In Sydney, because the back-up French urine test only detects use in the previous 72 hours, that will be the parameter for which all athletes are tested.
The scientist who developed the Australian test, Dr Robin Parisotto, was quoted on Australian television as saying that the one-month version "was the strength of the blood test, absolutely".
More alarmingly, in the clinical trials conducted by the ASDL, the month-long test revealed no false positives in over 3,000 tests, while the French 72-hour version has produced a handful of incorrect readings.
Still. The IOC may not have re-invented itself as the Elliott Ness of the locker-room syringe set, but performing about 900 blood tests as well as the usual batch of quaint urine tests is a start. The blood tests to be carried out in Sydney cost about $800 a time while the matching French urine test adds another $2,000 to the cost. At least some money is being tossed at the problem. Increased finance for research which has been made available since the foundation of the World Anti-Doping Agency (WADA) may yet mean that the IOC sabre-rattling is backed by something a little more potent.

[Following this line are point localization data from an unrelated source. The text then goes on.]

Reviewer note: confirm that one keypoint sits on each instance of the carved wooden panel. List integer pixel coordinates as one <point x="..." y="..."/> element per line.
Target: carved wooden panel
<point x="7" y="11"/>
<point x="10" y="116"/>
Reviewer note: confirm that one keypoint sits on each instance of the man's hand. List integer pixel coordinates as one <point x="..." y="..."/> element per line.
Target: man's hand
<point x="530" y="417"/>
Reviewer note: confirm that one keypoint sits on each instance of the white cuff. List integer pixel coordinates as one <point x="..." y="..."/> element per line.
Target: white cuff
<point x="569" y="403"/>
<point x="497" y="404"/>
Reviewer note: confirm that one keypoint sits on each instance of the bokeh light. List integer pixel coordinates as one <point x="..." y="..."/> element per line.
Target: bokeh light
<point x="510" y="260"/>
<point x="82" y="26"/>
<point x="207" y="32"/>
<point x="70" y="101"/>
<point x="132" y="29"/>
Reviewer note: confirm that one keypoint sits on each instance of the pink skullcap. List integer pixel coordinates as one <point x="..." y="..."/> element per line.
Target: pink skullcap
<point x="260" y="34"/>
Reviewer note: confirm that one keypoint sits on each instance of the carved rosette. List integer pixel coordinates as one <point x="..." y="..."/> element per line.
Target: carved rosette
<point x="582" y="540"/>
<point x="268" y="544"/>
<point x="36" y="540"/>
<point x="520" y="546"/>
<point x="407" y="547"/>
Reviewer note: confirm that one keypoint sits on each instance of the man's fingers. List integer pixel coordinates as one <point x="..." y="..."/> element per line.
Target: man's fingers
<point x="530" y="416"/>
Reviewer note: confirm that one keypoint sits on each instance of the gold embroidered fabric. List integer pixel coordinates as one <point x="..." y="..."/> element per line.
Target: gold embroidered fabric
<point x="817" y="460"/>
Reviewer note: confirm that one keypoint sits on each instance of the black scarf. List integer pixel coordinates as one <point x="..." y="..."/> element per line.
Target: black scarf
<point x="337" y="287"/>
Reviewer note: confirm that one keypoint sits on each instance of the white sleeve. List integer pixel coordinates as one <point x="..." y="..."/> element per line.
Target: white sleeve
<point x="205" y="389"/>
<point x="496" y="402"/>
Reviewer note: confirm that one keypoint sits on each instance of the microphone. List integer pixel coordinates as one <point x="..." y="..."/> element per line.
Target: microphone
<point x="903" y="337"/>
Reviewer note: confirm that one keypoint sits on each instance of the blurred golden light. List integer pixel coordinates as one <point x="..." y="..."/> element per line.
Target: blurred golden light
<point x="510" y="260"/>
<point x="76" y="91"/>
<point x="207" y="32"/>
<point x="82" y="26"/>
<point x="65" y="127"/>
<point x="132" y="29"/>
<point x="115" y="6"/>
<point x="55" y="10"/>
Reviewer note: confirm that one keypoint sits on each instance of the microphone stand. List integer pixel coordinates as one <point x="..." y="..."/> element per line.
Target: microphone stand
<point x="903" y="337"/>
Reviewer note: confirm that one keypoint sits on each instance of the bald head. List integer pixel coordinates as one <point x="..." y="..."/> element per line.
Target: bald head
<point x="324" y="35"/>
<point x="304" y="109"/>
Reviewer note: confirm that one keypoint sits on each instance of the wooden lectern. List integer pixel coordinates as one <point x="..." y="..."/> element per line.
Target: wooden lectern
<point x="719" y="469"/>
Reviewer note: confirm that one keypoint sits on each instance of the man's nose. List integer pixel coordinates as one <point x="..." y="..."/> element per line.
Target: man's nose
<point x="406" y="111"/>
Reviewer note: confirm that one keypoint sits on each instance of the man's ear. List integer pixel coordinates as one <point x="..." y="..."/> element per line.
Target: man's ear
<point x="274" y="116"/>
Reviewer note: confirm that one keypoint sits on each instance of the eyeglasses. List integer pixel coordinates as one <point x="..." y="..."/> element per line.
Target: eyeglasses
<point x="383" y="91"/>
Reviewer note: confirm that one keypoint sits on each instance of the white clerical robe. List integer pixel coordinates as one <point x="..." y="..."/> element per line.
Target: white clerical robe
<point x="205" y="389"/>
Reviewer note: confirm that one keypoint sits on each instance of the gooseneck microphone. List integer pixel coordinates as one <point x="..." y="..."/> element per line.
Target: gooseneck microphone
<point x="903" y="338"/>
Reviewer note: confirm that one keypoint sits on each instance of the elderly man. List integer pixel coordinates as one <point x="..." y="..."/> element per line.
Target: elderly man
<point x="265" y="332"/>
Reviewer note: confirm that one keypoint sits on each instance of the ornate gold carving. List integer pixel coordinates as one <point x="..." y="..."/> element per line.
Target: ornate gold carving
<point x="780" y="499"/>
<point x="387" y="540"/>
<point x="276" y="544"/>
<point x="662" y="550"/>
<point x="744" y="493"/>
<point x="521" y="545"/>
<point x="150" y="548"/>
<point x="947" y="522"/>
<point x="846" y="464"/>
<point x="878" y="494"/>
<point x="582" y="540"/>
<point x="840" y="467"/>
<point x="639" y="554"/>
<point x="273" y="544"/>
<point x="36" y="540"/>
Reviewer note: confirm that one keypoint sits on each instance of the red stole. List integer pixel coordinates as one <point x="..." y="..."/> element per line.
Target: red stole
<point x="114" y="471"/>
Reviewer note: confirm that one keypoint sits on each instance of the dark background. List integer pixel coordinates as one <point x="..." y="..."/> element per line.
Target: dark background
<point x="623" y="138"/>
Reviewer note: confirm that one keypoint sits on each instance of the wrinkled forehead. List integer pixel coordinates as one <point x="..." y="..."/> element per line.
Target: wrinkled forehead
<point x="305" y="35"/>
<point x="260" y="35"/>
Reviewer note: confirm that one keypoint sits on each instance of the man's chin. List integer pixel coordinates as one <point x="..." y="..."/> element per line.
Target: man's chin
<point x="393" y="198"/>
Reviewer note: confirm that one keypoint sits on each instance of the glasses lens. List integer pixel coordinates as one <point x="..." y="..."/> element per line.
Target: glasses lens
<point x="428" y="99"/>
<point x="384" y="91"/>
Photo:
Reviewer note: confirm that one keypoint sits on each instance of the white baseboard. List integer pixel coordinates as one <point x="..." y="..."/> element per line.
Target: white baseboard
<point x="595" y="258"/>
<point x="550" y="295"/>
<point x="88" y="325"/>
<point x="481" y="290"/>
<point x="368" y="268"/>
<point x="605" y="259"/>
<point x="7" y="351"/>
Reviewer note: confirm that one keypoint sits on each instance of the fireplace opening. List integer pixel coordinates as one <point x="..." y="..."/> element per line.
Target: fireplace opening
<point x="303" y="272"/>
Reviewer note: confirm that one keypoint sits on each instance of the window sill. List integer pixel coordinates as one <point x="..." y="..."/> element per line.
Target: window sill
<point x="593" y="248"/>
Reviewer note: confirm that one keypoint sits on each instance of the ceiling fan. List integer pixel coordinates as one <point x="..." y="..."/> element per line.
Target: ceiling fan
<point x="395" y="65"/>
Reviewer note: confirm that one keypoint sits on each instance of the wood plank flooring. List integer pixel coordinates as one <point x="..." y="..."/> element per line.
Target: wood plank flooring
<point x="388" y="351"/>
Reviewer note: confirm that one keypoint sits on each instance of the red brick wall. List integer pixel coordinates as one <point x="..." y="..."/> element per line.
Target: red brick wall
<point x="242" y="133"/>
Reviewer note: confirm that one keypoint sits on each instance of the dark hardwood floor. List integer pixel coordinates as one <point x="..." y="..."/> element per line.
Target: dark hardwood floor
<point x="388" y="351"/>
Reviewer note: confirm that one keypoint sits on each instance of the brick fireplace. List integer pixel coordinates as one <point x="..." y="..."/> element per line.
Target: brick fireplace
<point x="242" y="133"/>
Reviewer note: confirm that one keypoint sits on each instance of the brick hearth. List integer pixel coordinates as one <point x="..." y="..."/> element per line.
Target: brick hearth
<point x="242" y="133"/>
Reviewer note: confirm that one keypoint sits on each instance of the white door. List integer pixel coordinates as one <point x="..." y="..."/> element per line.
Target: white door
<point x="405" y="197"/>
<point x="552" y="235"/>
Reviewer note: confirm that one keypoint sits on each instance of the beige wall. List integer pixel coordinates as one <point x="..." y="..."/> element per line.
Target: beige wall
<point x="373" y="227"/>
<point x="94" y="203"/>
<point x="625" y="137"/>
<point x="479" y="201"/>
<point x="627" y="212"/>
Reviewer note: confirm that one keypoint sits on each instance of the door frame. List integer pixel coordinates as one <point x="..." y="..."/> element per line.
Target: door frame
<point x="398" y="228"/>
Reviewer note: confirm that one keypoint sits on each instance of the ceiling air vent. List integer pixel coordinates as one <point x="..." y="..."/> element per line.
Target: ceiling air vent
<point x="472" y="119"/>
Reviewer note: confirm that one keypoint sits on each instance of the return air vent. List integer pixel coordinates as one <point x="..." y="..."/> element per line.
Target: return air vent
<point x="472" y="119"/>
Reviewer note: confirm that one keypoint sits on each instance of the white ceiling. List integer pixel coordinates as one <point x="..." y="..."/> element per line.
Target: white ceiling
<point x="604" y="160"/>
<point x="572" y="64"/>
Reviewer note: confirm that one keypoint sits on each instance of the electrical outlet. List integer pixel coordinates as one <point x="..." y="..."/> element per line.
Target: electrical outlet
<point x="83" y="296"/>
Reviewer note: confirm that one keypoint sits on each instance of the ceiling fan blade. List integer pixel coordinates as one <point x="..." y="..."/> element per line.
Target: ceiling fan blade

So, too, is the attitude of Australian customs authorities who, not for the first time (remember the World Swimming Championship in Perth), have demonstrated that the criminal activity in the trafficking of sports drugs is lucrative and generally safer than dealing with edgy addicts. Detection rates in the business of smuggling performance-enhancing drugs and in the matter of re-directing them from their legitimate pharmaceutical use is lamentable.
With better research, the more determined approach of WADA, and an increased level of police interest in how amounts of drugs are diverted to athletes, there are reasons to be optimistic.
The improved version of the Australian test is likely to achieve approval some time soon, as is a new test being developed in California by the renowned drug detection expert Dr Don Catlin. Catlin, like Yesalis, didn't see the introduction of the IOC test as being tantamount to having won the war.
"There's probably a lot more drugs out there in sport than the general public would think. They'd be fairly horrified."
Catlin is right. People would be horrifed. That's the challenge, excising the cancer while keeping the patient alive.